NPR's Audie Cornish reports.
AUDIE CORNISH: Illinois Senator Dick Durbin has been trying for 10 years to get the DREAM Act through Congress.
Senator DICK DURBIN (Democrat, Illinois): Here's how it works. A student would have the chance to qualify only if he or she meets these requirements: came to the United States as a child, lived here for more than five years, has good moral character, has not engaged in criminal activity, does not pose any threat to national security, passes a thorough background check, and graduates from an American high school.
CORNISH: And then those young people would qualify for temporary legal status. They would have to go to college or join the military in order to get a green card. The proposal has been floating around Congress without much momentum until last week, when Senate Majority Leader Harry Reid raised eyebrows with the announcement that he wants the DREAM Act added to the annual defense policy bill. But with even that bill facing obstacles, Republican John McCain says this is all about politics.
Senator JOHN McCAIN (Republican, Arizona): This is turning legislation related to our national defense and military preparedness into a vehicle to force a partisan agenda through the Senate, often on a party line vote, in their desperation because they see the November 2nd elections coming up - is palpable.
CORNISH: Reid is locked in a tight re-election race, and he's been working hard to attract Latino voters, in particular in Nevada. But this is no election ploy, doth protests the Senate leader.
Senator HARRY REID (Democrat, Nevada; Senate Majority Leader): I don't think we should talk about how beneficial the DREAM Act is for Democrats. I think we should talk about how fair it is to people who should be able to go to school if they want to, join the military if they want to. It has nothing to do with Democrats or Republicans. It has everything to do with fairness.

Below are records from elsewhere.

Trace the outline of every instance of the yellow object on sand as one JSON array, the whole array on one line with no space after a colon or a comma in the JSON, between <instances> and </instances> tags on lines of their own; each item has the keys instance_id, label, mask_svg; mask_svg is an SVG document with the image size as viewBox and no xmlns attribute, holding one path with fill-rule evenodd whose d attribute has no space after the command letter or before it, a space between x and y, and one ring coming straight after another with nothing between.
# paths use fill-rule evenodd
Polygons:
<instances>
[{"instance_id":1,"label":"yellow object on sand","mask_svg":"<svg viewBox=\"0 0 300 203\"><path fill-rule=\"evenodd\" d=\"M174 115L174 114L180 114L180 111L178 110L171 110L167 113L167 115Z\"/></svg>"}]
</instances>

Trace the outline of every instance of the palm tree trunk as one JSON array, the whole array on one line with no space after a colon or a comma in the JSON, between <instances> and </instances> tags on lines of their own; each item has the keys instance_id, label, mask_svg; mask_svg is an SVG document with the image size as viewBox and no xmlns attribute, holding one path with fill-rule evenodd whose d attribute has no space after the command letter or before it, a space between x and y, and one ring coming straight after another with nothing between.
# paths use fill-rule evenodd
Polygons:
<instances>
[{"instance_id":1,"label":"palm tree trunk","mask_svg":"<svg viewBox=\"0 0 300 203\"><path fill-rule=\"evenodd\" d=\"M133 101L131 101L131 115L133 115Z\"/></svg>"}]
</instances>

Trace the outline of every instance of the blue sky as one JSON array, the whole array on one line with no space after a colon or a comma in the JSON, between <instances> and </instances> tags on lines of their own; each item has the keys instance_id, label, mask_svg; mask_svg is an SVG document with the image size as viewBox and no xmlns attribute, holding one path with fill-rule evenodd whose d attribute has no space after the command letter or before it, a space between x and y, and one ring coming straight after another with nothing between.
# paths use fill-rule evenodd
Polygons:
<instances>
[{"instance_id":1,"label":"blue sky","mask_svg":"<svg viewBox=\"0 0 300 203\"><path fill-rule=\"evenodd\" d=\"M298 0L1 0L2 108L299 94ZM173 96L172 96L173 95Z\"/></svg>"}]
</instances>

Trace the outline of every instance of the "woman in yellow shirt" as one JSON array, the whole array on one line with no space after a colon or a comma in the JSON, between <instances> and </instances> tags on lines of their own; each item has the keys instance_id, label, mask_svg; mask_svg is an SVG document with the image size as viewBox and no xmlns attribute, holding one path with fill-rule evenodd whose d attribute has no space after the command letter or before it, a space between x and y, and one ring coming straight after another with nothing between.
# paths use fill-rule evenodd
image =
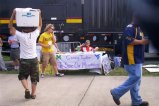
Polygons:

CORNISH: It's not clear that memo has reached the White House.
President BARACK OBAMA: Don't ever believe that this election coming up doesn't matter.

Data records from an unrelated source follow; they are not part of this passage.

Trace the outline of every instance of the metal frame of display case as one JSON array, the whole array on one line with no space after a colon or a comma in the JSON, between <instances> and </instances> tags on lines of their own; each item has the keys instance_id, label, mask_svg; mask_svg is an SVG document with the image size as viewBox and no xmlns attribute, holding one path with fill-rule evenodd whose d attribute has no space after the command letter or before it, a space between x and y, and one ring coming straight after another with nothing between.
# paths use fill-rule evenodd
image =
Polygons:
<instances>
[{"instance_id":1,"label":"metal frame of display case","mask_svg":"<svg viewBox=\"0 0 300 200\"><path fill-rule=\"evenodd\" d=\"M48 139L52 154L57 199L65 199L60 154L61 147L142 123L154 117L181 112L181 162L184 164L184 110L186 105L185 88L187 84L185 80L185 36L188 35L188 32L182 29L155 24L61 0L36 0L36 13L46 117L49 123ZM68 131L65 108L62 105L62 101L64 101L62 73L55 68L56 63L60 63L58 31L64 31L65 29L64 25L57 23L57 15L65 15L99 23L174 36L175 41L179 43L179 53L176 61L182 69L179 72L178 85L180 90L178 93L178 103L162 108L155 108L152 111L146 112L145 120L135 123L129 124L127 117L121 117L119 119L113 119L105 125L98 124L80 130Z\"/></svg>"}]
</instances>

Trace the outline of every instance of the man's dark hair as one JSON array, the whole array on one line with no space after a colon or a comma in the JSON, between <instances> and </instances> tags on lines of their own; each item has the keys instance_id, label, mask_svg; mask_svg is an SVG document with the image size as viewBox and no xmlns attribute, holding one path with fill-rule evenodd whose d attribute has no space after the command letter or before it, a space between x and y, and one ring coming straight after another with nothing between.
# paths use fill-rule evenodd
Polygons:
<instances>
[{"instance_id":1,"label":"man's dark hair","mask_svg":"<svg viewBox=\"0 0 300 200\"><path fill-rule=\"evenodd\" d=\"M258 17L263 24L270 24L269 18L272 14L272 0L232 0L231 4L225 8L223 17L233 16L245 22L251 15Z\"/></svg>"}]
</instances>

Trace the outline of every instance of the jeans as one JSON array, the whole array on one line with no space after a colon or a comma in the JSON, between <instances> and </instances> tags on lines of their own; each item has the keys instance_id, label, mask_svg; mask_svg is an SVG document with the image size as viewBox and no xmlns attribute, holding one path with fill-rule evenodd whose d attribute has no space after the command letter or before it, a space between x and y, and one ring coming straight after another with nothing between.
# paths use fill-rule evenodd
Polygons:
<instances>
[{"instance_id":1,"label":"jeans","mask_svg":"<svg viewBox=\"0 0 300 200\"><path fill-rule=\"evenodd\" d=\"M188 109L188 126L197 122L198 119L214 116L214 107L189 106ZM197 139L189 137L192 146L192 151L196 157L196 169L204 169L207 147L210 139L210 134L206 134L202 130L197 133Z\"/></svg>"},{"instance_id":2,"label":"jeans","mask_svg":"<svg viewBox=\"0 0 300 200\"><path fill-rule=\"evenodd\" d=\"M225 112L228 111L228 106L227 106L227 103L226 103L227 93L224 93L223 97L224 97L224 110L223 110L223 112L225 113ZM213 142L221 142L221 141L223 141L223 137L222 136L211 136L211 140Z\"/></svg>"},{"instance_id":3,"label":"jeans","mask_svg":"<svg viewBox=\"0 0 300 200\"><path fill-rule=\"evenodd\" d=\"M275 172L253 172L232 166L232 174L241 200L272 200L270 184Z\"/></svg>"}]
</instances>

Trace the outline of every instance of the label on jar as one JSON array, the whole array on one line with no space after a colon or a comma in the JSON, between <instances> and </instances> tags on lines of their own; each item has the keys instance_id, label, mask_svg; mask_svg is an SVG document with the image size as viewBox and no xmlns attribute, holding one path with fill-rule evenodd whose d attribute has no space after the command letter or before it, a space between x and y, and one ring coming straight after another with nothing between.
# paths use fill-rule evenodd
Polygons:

CORNISH: At the recent Congressional Hispanic Caucus Institute's annual gala, President Barack Obama said the Latino community has every right to hold Democrats accountable on immigration reform.
Pres. OBAMA: But don't forget who is standing with you, and who is standing against you.
(Soundbite of applause)
CORNISH: But large-scale immigration-overhaul bills are still considered dead-ends without GOP support. The narrowly focused DREAM Act has had Republican sponsors and is considered by some a foot in the door.

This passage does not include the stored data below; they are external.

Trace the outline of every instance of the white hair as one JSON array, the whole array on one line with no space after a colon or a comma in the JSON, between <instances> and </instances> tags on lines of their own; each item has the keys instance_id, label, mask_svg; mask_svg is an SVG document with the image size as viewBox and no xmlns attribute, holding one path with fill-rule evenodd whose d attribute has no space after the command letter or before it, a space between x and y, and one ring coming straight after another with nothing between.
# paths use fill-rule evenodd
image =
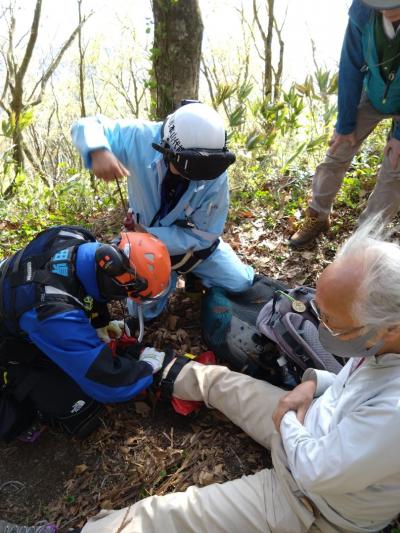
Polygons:
<instances>
[{"instance_id":1,"label":"white hair","mask_svg":"<svg viewBox=\"0 0 400 533\"><path fill-rule=\"evenodd\" d=\"M353 316L378 328L400 324L400 246L380 216L363 223L338 251L337 259L361 261L361 283Z\"/></svg>"}]
</instances>

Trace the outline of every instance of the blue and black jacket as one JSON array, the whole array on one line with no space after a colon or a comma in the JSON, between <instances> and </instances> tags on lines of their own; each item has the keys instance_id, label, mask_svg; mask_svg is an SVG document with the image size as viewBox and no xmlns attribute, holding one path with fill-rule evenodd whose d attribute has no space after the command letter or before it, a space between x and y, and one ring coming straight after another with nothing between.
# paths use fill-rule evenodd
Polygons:
<instances>
[{"instance_id":1,"label":"blue and black jacket","mask_svg":"<svg viewBox=\"0 0 400 533\"><path fill-rule=\"evenodd\" d=\"M84 228L58 226L3 261L0 325L34 343L91 398L122 402L151 385L152 367L129 353L113 357L97 336L110 319L96 277L98 246Z\"/></svg>"},{"instance_id":2,"label":"blue and black jacket","mask_svg":"<svg viewBox=\"0 0 400 533\"><path fill-rule=\"evenodd\" d=\"M353 0L339 64L336 131L343 135L352 133L356 128L357 107L363 90L373 107L381 113L400 114L400 62L388 83L379 68L375 16L374 9L361 0ZM395 121L393 135L400 140L398 121Z\"/></svg>"}]
</instances>

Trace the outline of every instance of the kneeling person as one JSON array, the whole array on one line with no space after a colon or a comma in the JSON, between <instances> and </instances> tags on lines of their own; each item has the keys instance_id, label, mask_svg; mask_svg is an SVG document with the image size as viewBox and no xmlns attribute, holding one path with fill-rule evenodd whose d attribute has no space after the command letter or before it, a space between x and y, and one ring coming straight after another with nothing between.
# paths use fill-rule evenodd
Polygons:
<instances>
[{"instance_id":1,"label":"kneeling person","mask_svg":"<svg viewBox=\"0 0 400 533\"><path fill-rule=\"evenodd\" d=\"M164 353L113 357L96 329L104 336L109 327L107 302L153 302L168 291L170 272L168 251L153 235L124 232L118 244L102 244L74 226L45 230L0 263L0 367L3 401L6 392L11 402L0 436L11 440L39 415L83 437L98 424L101 404L151 385Z\"/></svg>"},{"instance_id":2,"label":"kneeling person","mask_svg":"<svg viewBox=\"0 0 400 533\"><path fill-rule=\"evenodd\" d=\"M221 238L229 209L226 170L235 156L214 109L188 103L164 123L85 117L72 126L72 138L98 178L128 176L137 227L161 239L171 255L171 291L176 273L187 272L205 287L241 292L252 285L252 267ZM147 306L146 318L157 316L166 301Z\"/></svg>"}]
</instances>

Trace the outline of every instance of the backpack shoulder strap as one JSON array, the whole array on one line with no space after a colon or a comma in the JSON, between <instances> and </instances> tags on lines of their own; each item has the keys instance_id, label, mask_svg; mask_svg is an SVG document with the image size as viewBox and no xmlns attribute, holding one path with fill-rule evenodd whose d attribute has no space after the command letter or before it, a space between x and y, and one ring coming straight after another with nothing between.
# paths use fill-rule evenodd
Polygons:
<instances>
[{"instance_id":1,"label":"backpack shoulder strap","mask_svg":"<svg viewBox=\"0 0 400 533\"><path fill-rule=\"evenodd\" d=\"M305 286L276 291L261 310L257 327L295 365L296 373L310 367L337 373L341 364L318 339L319 323L310 306L314 296L315 289Z\"/></svg>"},{"instance_id":2,"label":"backpack shoulder strap","mask_svg":"<svg viewBox=\"0 0 400 533\"><path fill-rule=\"evenodd\" d=\"M63 296L76 300L81 305L80 289L75 277L75 254L81 244L95 241L90 231L79 226L56 226L40 232L25 248L7 261L5 266L0 267L0 310L3 319L12 321L16 326L21 314L43 303L43 287L46 286L62 291ZM5 283L9 286L7 298L1 294L4 292ZM36 288L29 292L28 287L32 284ZM17 304L17 290L22 286L29 292L29 298L26 301L19 298Z\"/></svg>"}]
</instances>

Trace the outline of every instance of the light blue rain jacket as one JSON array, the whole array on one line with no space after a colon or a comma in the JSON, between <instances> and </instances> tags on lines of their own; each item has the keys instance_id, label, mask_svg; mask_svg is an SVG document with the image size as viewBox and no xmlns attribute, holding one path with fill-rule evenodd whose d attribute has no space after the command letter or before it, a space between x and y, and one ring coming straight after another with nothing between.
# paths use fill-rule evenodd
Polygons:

Mr. MARK KRIKORIAN (Executive Director, Center for Immigration Studies): I think, frankly, they're going to get pinched by that door closing on their foot, but the supporters of legalization, I think, are out of ideas.
CORNISH: Mark Krikorian is director of the Center for Immigration Studies, which supports strict immigration control. Krikorian says firing up a debate on the DREAM Act will just as likely stoke conservative voters as well.
Mr. KRIKORIAN: Now, they have offices to call. They have places to fax. They actually have an object for their activism. So in a sense, it's almost a godsend for the anti-amnesty organizations, giving their people something specific to work against.
CORNISH: They'll have competition from DREAM Act supporters like Carlos Coronel, who rallied on the Hill with hundreds of immigration supporters last week. He says his mother, who's from Guatemala, benefited from the 1986 immigration reform bill, and he calls the DREAM act a stepping- stone.
Mr. CARLOS CORONEL: I understand the point of view that it's just a way to get voters excited. But at the same time, more people are going to stand up and be able to stand up and come out of the shadows, and show how successful such a reform as the DREAM Act can be, which will be like a sample of how great a reform - a comprehensive bill would be.
CORNISH: Either way, it's clear that this debate will not, by any means, end over this bill - or with this Congress.
Audie Cornish, NPR News, the Capitol.